3. Who are the characters?
4. What details are necessary to sell the conflict, story, and characters?
Re: Writers: World-building and character designing
What actually helps most is googling locations on earth for inspiration for settings. If I need a cool place for a scene to take place in I look for structures like old soviet submarine bases or airplane graveyards or other really interesting abandoned places.
There's nothing better for inspiration than finding something someone has already built in real life and tweaking that concept for your own purposes.
Re: Writers: World-building and character designing
(Anonymous) 2015-11-15 11:43 pm (UTC)(link)I can't really draw though, so I can't do that for my characters, at least not how their faces look and such. For that I mostly either write down facial features, hair, body type etc. or look up models. I could have used actors or other famous people, but that throws me off personally as I just get reminded of said famous person, so fairly unknown models are better in that regard. http://www.supermodels.nl/ is good for this when it comes to women as there are a wide range of models on there. I've also tried photomanips to get somewhat of the look I want, but I'm not too good at that either.

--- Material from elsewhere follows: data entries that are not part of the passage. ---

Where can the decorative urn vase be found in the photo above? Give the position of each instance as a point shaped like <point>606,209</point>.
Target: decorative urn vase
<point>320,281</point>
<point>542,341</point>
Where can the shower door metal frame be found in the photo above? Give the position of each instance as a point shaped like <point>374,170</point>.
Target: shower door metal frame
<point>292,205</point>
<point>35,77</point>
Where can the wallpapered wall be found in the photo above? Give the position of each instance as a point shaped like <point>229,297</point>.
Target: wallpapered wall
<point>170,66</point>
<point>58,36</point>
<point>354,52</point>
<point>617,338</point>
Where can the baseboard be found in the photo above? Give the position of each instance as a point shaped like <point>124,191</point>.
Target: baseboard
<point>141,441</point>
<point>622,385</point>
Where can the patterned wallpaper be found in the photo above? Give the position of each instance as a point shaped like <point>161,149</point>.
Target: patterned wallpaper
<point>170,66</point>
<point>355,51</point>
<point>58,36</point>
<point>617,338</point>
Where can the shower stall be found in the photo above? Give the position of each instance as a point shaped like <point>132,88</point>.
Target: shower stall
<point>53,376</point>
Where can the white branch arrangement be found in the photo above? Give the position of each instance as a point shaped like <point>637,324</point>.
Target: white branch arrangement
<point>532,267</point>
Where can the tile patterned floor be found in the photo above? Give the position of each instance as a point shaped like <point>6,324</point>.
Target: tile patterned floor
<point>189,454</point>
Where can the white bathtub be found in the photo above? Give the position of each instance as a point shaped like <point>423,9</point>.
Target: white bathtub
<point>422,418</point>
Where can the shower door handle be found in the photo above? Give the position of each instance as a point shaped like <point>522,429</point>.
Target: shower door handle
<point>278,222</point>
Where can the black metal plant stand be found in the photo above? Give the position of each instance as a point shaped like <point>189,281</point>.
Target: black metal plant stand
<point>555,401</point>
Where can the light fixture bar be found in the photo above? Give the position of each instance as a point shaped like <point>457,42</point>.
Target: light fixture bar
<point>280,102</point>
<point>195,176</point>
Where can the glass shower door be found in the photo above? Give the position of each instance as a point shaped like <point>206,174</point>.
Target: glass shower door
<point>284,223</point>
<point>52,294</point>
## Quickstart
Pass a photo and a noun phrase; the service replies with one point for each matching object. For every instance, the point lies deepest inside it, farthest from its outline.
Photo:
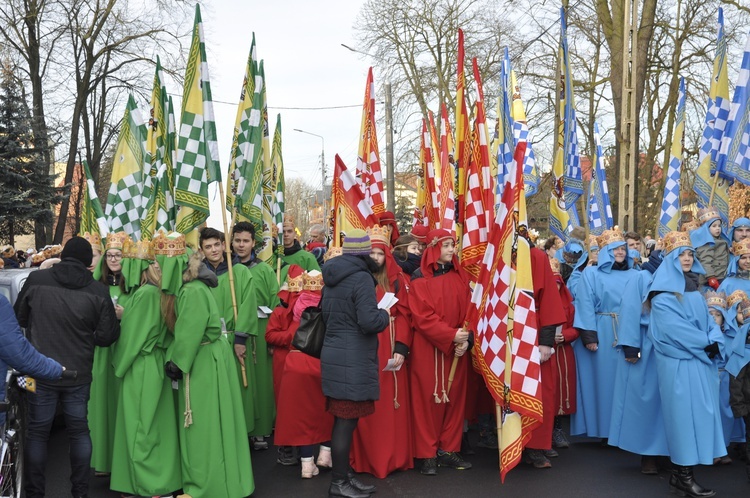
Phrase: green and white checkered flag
(197, 149)
(92, 214)
(125, 198)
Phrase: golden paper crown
(673, 240)
(312, 280)
(716, 299)
(689, 226)
(735, 297)
(555, 264)
(94, 239)
(168, 245)
(609, 237)
(294, 284)
(707, 213)
(116, 240)
(138, 250)
(741, 247)
(332, 252)
(380, 234)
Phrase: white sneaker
(309, 469)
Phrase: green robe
(304, 259)
(146, 456)
(102, 408)
(214, 448)
(266, 290)
(247, 322)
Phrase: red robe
(565, 358)
(382, 441)
(549, 312)
(439, 306)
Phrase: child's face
(715, 228)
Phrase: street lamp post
(322, 168)
(390, 180)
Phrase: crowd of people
(185, 362)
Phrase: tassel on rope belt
(615, 325)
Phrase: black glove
(712, 350)
(173, 371)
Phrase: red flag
(350, 209)
(503, 297)
(369, 175)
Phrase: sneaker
(536, 458)
(286, 456)
(551, 453)
(259, 443)
(559, 440)
(429, 467)
(453, 460)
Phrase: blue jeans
(42, 407)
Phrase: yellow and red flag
(503, 316)
(369, 176)
(350, 209)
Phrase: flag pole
(228, 252)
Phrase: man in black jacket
(66, 313)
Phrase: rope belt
(615, 325)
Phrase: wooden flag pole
(228, 252)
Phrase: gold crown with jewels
(610, 236)
(673, 240)
(716, 299)
(707, 213)
(138, 250)
(168, 245)
(380, 234)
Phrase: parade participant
(243, 305)
(214, 450)
(738, 272)
(685, 339)
(598, 299)
(266, 288)
(564, 359)
(349, 359)
(439, 299)
(740, 229)
(711, 247)
(378, 446)
(407, 253)
(104, 385)
(146, 452)
(302, 418)
(279, 335)
(66, 314)
(550, 314)
(293, 252)
(725, 312)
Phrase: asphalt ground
(586, 469)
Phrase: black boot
(359, 485)
(342, 487)
(682, 483)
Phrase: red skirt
(344, 408)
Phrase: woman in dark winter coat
(349, 359)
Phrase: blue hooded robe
(681, 328)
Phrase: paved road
(585, 470)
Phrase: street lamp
(322, 167)
(389, 167)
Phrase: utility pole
(628, 158)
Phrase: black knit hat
(80, 249)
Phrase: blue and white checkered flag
(734, 156)
(670, 205)
(600, 209)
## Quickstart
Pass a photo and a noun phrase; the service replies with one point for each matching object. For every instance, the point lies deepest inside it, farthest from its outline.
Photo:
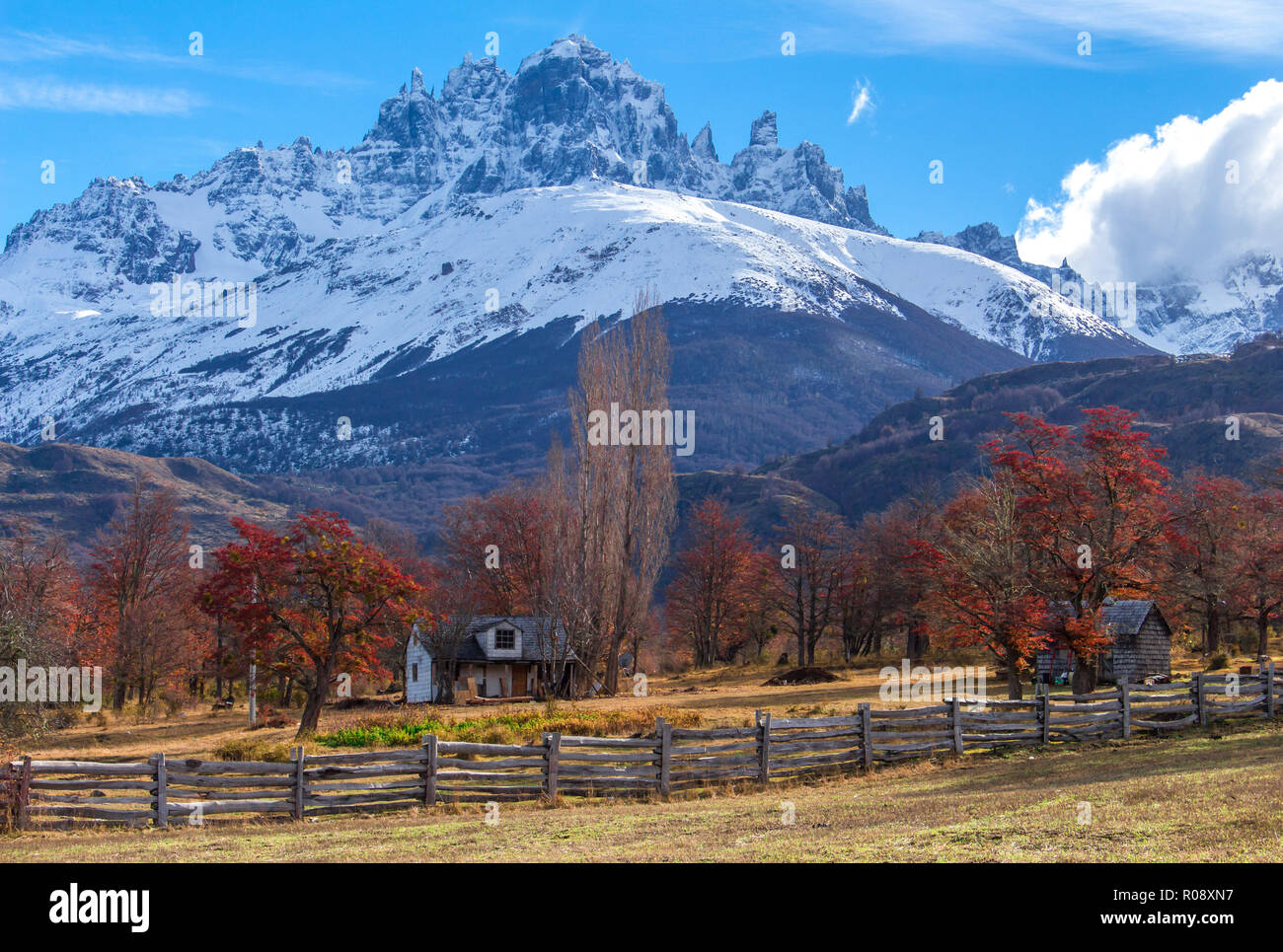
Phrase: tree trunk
(1085, 675)
(316, 700)
(1015, 690)
(1211, 632)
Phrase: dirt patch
(800, 675)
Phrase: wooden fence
(162, 790)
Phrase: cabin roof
(535, 641)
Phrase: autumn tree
(312, 594)
(144, 586)
(984, 593)
(496, 545)
(806, 584)
(713, 592)
(1094, 509)
(1258, 575)
(41, 615)
(1205, 549)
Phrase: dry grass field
(1204, 797)
(709, 696)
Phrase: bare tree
(624, 494)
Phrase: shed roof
(1124, 616)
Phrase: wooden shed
(1142, 645)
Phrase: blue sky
(997, 91)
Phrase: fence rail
(162, 790)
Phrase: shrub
(251, 750)
(406, 729)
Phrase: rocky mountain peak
(764, 131)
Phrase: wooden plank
(430, 761)
(24, 793)
(665, 731)
(299, 781)
(1127, 711)
(245, 768)
(145, 784)
(571, 741)
(448, 747)
(236, 806)
(784, 722)
(89, 812)
(381, 769)
(88, 768)
(764, 746)
(713, 733)
(575, 757)
(223, 781)
(162, 794)
(552, 743)
(364, 757)
(867, 735)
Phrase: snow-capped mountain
(1178, 316)
(507, 204)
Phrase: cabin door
(520, 674)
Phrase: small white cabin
(503, 656)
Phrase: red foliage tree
(1258, 575)
(714, 589)
(984, 594)
(1094, 511)
(313, 597)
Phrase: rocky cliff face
(503, 204)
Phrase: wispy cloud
(21, 46)
(860, 104)
(56, 95)
(1047, 29)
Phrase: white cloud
(1048, 27)
(60, 97)
(860, 103)
(1162, 205)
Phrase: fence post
(162, 795)
(430, 769)
(764, 747)
(552, 747)
(296, 755)
(867, 734)
(24, 793)
(1269, 690)
(663, 734)
(1127, 709)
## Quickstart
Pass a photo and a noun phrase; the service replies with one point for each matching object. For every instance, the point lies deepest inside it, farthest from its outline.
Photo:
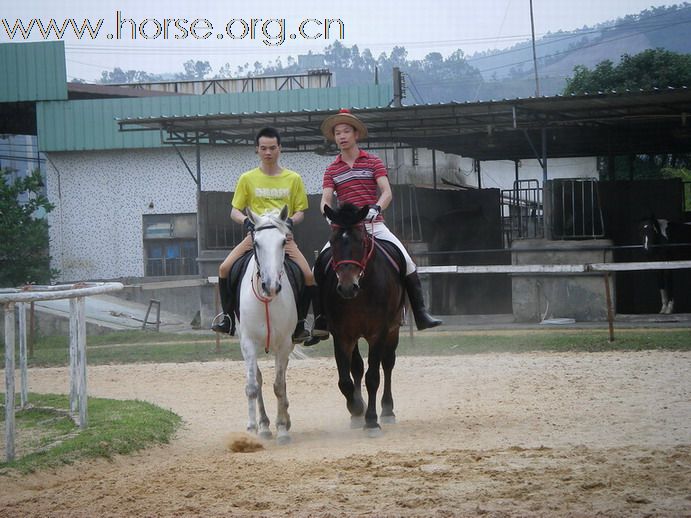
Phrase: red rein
(265, 301)
(368, 247)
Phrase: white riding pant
(379, 230)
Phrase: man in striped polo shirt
(361, 178)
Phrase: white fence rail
(558, 268)
(12, 299)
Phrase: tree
(652, 68)
(196, 70)
(24, 255)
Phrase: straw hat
(342, 117)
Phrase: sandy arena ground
(602, 434)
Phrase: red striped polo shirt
(357, 184)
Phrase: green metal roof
(91, 124)
(33, 71)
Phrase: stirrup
(300, 334)
(221, 323)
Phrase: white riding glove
(373, 212)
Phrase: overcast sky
(263, 31)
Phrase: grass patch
(46, 437)
(147, 347)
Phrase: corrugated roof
(628, 122)
(91, 124)
(33, 71)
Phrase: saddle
(394, 258)
(237, 272)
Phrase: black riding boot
(320, 329)
(222, 322)
(423, 320)
(301, 334)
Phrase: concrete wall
(101, 197)
(578, 296)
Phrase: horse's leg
(343, 354)
(372, 378)
(357, 369)
(388, 362)
(251, 386)
(264, 423)
(669, 286)
(283, 418)
(661, 284)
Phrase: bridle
(367, 247)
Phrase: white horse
(267, 319)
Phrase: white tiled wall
(101, 196)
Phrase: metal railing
(522, 211)
(573, 209)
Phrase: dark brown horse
(361, 286)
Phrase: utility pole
(532, 30)
(398, 87)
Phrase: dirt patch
(534, 434)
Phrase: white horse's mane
(272, 217)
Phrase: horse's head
(269, 236)
(351, 247)
(652, 232)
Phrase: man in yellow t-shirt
(266, 188)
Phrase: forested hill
(495, 74)
(558, 53)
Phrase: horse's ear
(329, 212)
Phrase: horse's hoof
(357, 421)
(374, 433)
(388, 419)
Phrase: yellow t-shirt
(263, 193)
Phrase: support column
(9, 382)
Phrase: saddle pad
(389, 250)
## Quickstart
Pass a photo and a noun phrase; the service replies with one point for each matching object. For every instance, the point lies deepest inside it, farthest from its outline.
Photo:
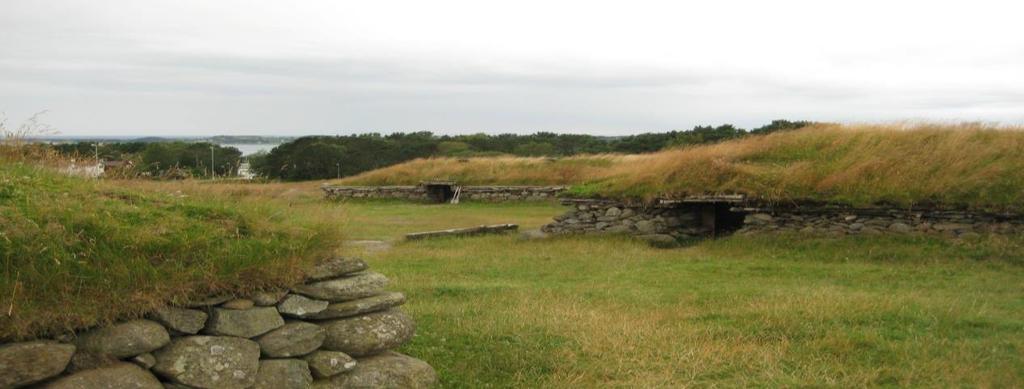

I also personally like to look to history to get a gist of how things people did without technology X and things like that, though without making my entire universe pseudo-medieval. Just stealing a couple of elements and ideas from era A and some others from era B. I am a huge history geek though so I just think this kind of research is fun. (Like, I have a book on underwear in Britain from the middle ages and until the 1900-somethings just for writing reasons). I also like looking at fashion to get inspiration.
Re: Writers: World-building and character designing
(Anonymous) 2015-11-15 11:54 pm (UTC)(link)Like fashion. I'd draw dozens of sketches of things that look cool to me, and then I'd place it. What's street fashion like? High society clothes? Business attire?
i'm def a visual person so i draw everything
no subject
(Anonymous) 2015-11-16 12:18 am (UTC)(link)As for characters...I generally write some scene of whatever pops into my head, no censoring. I tweak it to fit the world or scrap them, and if I think they'd fit, I draw them and develop them more.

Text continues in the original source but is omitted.